Beelink GTR9 Pro. It has dual 10G Ethernet interfaces. And get the 128GB RAM version, the RAM is not upgradeable. It isn't quite shipping yet, though.

The absolute best would be a 9005 series Threadripper, but you will easily be pushing $10K+. The mainstream champ is the 9950X but despite being technically a mobile SOC the 395 gets you 90% of the real world performance of a 9950X in a much smaller and power efficient computer:

https://www.phoronix.com/review/amd-ryzen-ai-max-arrow-lake/...

mft_ 6 hours ago | parent | prev | next [-]

Huh, that's a really good deal at 1500 USD for the 64Gb model considering the processor it's running. (It's the same one that's in the Framework desktop that there's been lots of noise about recently - lots of recent reviews on YouTube.)

Get the 128Gb model for (currently) 1999 USD and you can play with running big local LLMs too. The 8060 iGPU is roughly equivalment to a mid-level nVidia laptop GPU, so it's plenty to deal with a normal workload, and some decent gaming or equivalent if needed.

gnfargbl 6 hours ago | parent [-]

Yeah, I like the look of the Framework but the (relative) price and lead times are putting me off a little.

There are also these which look similar https://www.bee-link.com/products/beelink-gtr9-pro-amd-ryzen...
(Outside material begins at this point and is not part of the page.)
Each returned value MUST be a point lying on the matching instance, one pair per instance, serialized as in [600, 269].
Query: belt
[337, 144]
arp242 34 minutes ago | parent [-]

From what I've been able to tell from interwebz reviews, the Framework one is better/faster as the GMTek is thermally throttled more. Dunno about the Beelink.

zh3 6 hours ago | parent | prev [-]

Multimonitor with 4K tends to need fast GPU just for the bandwidth, else dragging large windows around can feel quite slow (found that out running 3 x 4K monitors on a low-end GPU).